186-multiple-orports - Tor design proposals

Filename: 186-multiple-orports.txt
Title: Multiple addresses for one OR or bridge
Author: Nick Mathewson
Created: 19-Sep-2011
Supersedes: 118
Status: Closed
Target: 0.2.4.x+

Status:

  This proposal is partially implemented to the extent needed to allow nodes
  to have one IPv4 and one IPv6 address.

Overview:

  This document is a proposal for servers to advertise multiple
  address/port combinations for their ORPort.

  It supersedes proposal 118.

Motivation:

  Sometimes servers want to support multiple ports for incoming
  connections, either in order to support multiple address families
  (ie, to add IPv6 support), to better use multiple interfaces, or
  to support a variety of FascistFirewallPorts settings.  This is
  easy to set up now, but there's no way to advertise it to clients.

Configuring additional addresses and ports:

  In consonance with our changes to the (Socks|Trans|NATD|DNS)Port
  options made in 0.2.3.x for proposal 171, I make a corresponding
  change to allow multiple ORPort options and deprecate
  ORListenAddress.

  The new syntax will be:

      "ORPort" PortDescription Option*

      Option = "NoAdvertise" | "NoListen" | "AllAddrs" | "IPV4Only"
          | "IPV6Only"

      PortDescription = PORTLIST |
                        ADDRESS ":" PORTLIST |
                        Hostname ":" PORTLIST

      (PORTLIST and ADDRESS are defined below.)

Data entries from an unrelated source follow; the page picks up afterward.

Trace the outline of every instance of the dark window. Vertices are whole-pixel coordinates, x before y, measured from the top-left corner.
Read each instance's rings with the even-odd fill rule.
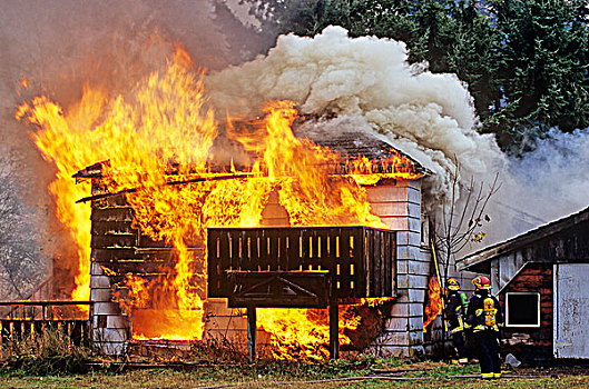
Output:
[[[540,293],[505,293],[505,326],[540,327]]]

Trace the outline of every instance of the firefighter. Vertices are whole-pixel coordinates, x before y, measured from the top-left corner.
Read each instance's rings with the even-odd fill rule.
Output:
[[[467,356],[467,347],[464,339],[464,330],[468,325],[464,322],[467,315],[468,299],[467,295],[460,291],[460,283],[457,279],[451,278],[446,281],[448,297],[444,309],[444,316],[446,320],[446,328],[452,336],[452,343],[457,349],[458,359],[453,360],[454,363],[468,363],[469,358]]]
[[[491,281],[484,276],[472,280],[474,293],[467,311],[467,322],[471,326],[475,340],[481,378],[501,377],[501,358],[499,356],[499,330],[503,327],[503,312],[499,301],[491,296]]]

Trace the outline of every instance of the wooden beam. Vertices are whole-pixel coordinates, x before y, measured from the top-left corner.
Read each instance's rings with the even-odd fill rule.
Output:
[[[330,306],[330,358],[340,359],[340,307],[337,303]]]
[[[253,363],[256,360],[256,307],[247,307],[247,358]]]

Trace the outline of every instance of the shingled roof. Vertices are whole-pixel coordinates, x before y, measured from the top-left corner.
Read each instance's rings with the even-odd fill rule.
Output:
[[[488,267],[488,262],[493,258],[509,255],[512,251],[531,246],[540,239],[561,233],[567,229],[583,222],[589,222],[589,207],[577,213],[540,226],[514,238],[463,257],[457,261],[457,268],[458,270],[484,271]]]

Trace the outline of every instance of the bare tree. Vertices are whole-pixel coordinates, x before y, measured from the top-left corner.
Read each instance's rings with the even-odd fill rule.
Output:
[[[452,186],[449,193],[448,203],[444,205],[441,218],[433,221],[433,245],[435,252],[439,255],[439,263],[443,272],[436,269],[442,296],[448,280],[452,258],[455,257],[469,242],[481,241],[485,237],[482,227],[485,222],[491,221],[489,215],[484,212],[489,199],[501,188],[498,182],[499,173],[494,176],[491,184],[475,182],[471,178],[468,184],[460,181],[460,163],[455,161]],[[443,299],[443,297],[442,297]],[[445,315],[442,310],[442,323],[445,321]],[[445,326],[444,326],[445,328]],[[442,343],[445,343],[446,333],[442,331]]]
[[[24,189],[14,154],[0,154],[0,299],[21,299],[39,283],[47,258],[40,249],[33,209],[21,201]]]
[[[484,212],[489,199],[499,191],[499,173],[485,186],[471,177],[468,184],[460,182],[460,163],[455,163],[449,203],[442,208],[441,220],[435,220],[434,245],[443,268],[443,279],[448,279],[451,259],[468,243],[481,241],[487,233],[481,229],[491,221]],[[440,280],[443,286],[442,280]]]

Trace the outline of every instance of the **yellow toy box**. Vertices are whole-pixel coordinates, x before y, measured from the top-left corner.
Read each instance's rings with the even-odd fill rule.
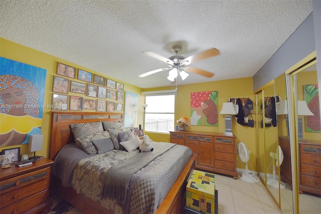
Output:
[[[193,170],[186,186],[186,206],[204,213],[215,213],[215,175]]]

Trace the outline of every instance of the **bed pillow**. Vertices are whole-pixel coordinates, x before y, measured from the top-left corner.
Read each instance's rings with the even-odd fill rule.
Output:
[[[127,128],[119,128],[117,129],[111,129],[108,131],[108,133],[110,135],[110,137],[112,140],[112,142],[114,143],[115,148],[117,150],[124,150],[124,148],[121,147],[120,144],[119,144],[119,137],[118,136],[118,133],[121,132],[124,132],[127,131],[129,131],[129,129]]]
[[[136,136],[132,139],[126,141],[120,142],[119,143],[126,149],[127,151],[130,152],[132,151],[136,150],[137,147],[139,145],[140,143],[140,140],[139,140],[139,138],[137,136]]]
[[[104,131],[101,121],[70,124],[70,128],[75,139],[82,138],[95,132]]]
[[[102,121],[102,123],[105,131],[109,131],[110,129],[117,129],[124,127],[122,125],[122,123],[120,122]]]
[[[119,142],[127,141],[127,140],[133,138],[134,137],[135,137],[134,136],[134,133],[130,130],[126,131],[124,132],[118,133]]]
[[[96,132],[84,137],[76,139],[75,140],[76,145],[87,154],[97,154],[97,149],[91,141],[106,137],[109,137],[109,134],[107,131],[102,131]]]
[[[98,154],[103,154],[107,151],[113,149],[114,148],[114,143],[113,143],[110,137],[91,140],[91,142],[97,148]]]

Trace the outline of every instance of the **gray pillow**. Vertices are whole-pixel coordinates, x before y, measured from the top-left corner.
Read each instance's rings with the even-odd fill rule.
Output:
[[[124,132],[118,133],[118,138],[119,142],[127,141],[128,140],[133,138],[134,137],[132,131],[126,131]]]
[[[120,144],[119,144],[119,137],[118,137],[118,133],[120,132],[124,132],[127,131],[129,131],[129,129],[125,128],[120,128],[117,129],[111,129],[108,131],[108,133],[110,135],[110,137],[112,140],[112,142],[114,143],[114,145],[115,146],[115,148],[117,150],[124,150],[124,148],[122,146],[120,147]]]
[[[92,140],[104,138],[109,137],[109,134],[108,131],[100,131],[96,132],[89,135],[87,135],[83,138],[76,139],[76,145],[77,147],[81,148],[87,154],[97,154],[97,149],[91,141]]]
[[[132,151],[135,150],[137,147],[139,145],[140,140],[139,138],[135,136],[134,138],[131,139],[126,141],[121,142],[120,145],[122,145],[126,150],[130,152]]]
[[[70,124],[70,128],[75,140],[104,130],[101,121]]]
[[[102,121],[102,126],[105,131],[109,131],[110,129],[117,129],[124,127],[122,123],[117,121]]]
[[[112,142],[110,137],[92,140],[91,142],[96,146],[98,154],[103,154],[114,148],[114,143]]]

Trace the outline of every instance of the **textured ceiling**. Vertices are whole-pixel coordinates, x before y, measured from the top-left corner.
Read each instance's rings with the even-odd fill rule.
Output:
[[[302,0],[1,0],[0,36],[146,88],[174,85],[168,71],[138,77],[167,66],[142,51],[220,50],[191,65],[213,77],[191,74],[178,85],[252,77],[311,11]]]

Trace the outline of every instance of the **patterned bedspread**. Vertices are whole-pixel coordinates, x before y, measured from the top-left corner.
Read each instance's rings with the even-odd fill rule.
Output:
[[[152,143],[155,150],[169,143]],[[102,175],[113,165],[139,155],[137,150],[128,153],[113,150],[81,160],[74,171],[73,187],[114,213],[154,213],[192,154],[189,148],[175,145],[139,170],[129,183],[124,206],[117,204],[115,198],[102,197],[105,179]]]

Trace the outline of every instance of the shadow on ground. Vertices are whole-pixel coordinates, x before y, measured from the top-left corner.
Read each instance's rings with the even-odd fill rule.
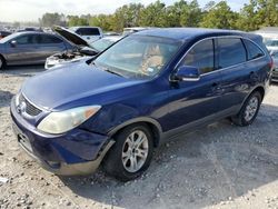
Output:
[[[76,195],[122,208],[200,208],[278,179],[278,104],[250,127],[228,120],[161,145],[148,171],[127,183],[103,175],[61,178]]]

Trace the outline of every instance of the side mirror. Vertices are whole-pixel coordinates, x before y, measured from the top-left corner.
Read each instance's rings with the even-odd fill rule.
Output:
[[[17,46],[17,41],[16,41],[16,40],[12,40],[12,41],[10,42],[10,44],[11,44],[11,47],[16,47],[16,46]]]
[[[172,81],[198,81],[200,80],[199,69],[192,66],[181,66],[172,76]]]

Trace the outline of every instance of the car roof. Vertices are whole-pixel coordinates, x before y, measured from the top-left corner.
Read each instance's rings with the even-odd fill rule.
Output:
[[[205,29],[205,28],[157,28],[139,31],[132,36],[153,36],[176,40],[190,40],[198,37],[240,36],[247,38],[258,38],[259,34],[242,32],[237,30]]]
[[[113,40],[117,41],[117,40],[120,40],[121,38],[122,38],[122,36],[109,36],[109,37],[103,37],[102,39],[111,40],[111,41],[113,41]]]

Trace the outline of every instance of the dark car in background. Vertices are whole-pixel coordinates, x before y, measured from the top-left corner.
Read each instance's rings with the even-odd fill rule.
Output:
[[[57,175],[139,177],[163,140],[222,118],[249,126],[272,60],[257,34],[145,30],[90,62],[27,80],[11,101],[19,145]],[[198,140],[198,139],[196,139]]]
[[[8,37],[9,34],[11,34],[11,32],[0,30],[0,39],[2,39],[2,38],[4,38],[4,37]]]
[[[61,36],[16,32],[0,40],[0,69],[12,64],[44,63],[51,54],[73,48],[76,46]]]
[[[275,64],[271,81],[278,82],[278,49],[270,51],[270,56],[272,57]]]
[[[73,50],[67,50],[60,53],[56,53],[46,60],[44,68],[53,69],[69,63],[75,63],[81,60],[88,60],[92,56],[98,54],[106,48],[111,46],[113,42],[118,41],[121,37],[105,37],[95,42],[88,42],[79,34],[72,32],[62,27],[54,27],[52,29],[56,33],[64,37],[71,43],[76,44]]]

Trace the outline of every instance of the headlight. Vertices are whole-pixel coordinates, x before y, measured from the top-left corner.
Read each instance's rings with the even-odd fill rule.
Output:
[[[86,106],[60,112],[51,112],[37,128],[47,133],[63,133],[88,120],[100,108],[100,106]]]

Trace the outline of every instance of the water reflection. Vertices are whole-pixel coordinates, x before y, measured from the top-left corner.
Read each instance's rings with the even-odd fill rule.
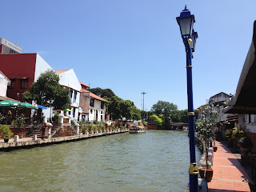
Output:
[[[121,134],[0,155],[0,191],[184,191],[189,180],[186,132]]]

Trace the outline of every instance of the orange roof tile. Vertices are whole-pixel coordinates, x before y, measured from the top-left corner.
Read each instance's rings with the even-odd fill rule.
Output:
[[[82,92],[82,93],[90,93],[89,90],[85,90],[85,89],[82,89],[82,90],[80,90],[80,92]]]
[[[81,86],[86,86],[86,87],[90,88],[90,86],[87,86],[87,85],[86,85],[86,84],[82,83],[82,82],[80,82]]]
[[[74,89],[74,88],[72,88],[72,87],[70,87],[70,86],[65,86],[65,85],[62,85],[62,84],[59,84],[59,85],[62,86],[65,86],[65,87],[67,87],[67,88],[70,88],[70,89],[72,89],[72,90],[76,90],[76,91],[80,92],[80,90],[75,90],[75,89]]]
[[[56,74],[60,74],[68,70],[55,70]]]
[[[1,74],[2,74],[2,75],[3,75],[3,76],[5,76],[5,77],[6,77],[6,78],[10,82],[10,80],[9,79],[9,78],[7,78],[7,76],[6,76],[6,75],[5,75],[5,74],[4,74],[4,73],[2,73],[2,70],[0,70],[0,73],[1,73]]]
[[[92,98],[96,98],[96,99],[98,99],[98,100],[101,100],[101,101],[102,101],[102,102],[108,102],[108,101],[106,101],[106,100],[105,100],[104,98],[102,98],[97,96],[96,94],[93,94],[93,93],[90,93],[90,97],[92,97]]]

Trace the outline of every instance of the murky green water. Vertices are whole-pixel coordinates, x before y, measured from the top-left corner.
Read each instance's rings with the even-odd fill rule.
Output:
[[[1,152],[0,159],[1,192],[177,192],[189,182],[186,132],[114,134]]]

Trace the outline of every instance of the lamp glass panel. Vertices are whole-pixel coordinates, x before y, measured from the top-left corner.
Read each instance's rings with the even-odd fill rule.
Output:
[[[194,51],[195,43],[197,41],[196,33],[192,33],[191,39],[192,39],[191,49],[193,51]]]
[[[190,37],[192,32],[192,18],[180,18],[179,24],[181,27],[181,33],[182,36]]]

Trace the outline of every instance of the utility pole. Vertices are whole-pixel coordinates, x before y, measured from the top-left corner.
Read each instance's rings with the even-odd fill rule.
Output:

  The 'NoAdvertise' option performs the function of the old
  ORListenAddress option.  If it is set, we bind a port, but
  don't put it in our descriptor.

  The 'NoListen' option tells Tor to advertise an address, but not
  bind to it.  The operator needs to use some other mechanism to
  ensure that ports are redirected to ports that _are_ listened on.

  The 'AllAddrs' option tells Tor that if no address is given in the
  PortDescription part, we should bind/advertise every one of our
  publicly visible unicast addresses; and that if a hostname address
  is given in the PortDescription, we should bind/advertise every
  publicly visible unicast address that the hostname resolves to.
  (Q: Should this be on by default?)   The 'IPv4Only' and 'IPv6Only'
  options tell Tor to interpret such situations as applying only to
  IPv4 addresses or to IPv6 addresses.

  As with the client *Port options, only the old format or the new
  format are allowed: either a single numeric ORPort and zero or
  more ORListenAddress options, or a set of one or more
  ORPorts in the new extended format.

  In current operating systems (unless we get into crazy nonportable
  tricks) we need to use one socket for every address:port that Tor
  binds on.  As a sanity check, we can limit the number of such sockets
  we use to, say, something between 8 and 64.  If you want to bind lots
  of address:port combinations, you'll want to do it at the
  firewall/routing level.

  Example: We want to bind on 0.0.0.0:9001

     ORPort 9001

  Example: Our firewall is redirecting ports 80, 443, and 7000
  on all hosts in 18.244.2.0 onto our port 2929.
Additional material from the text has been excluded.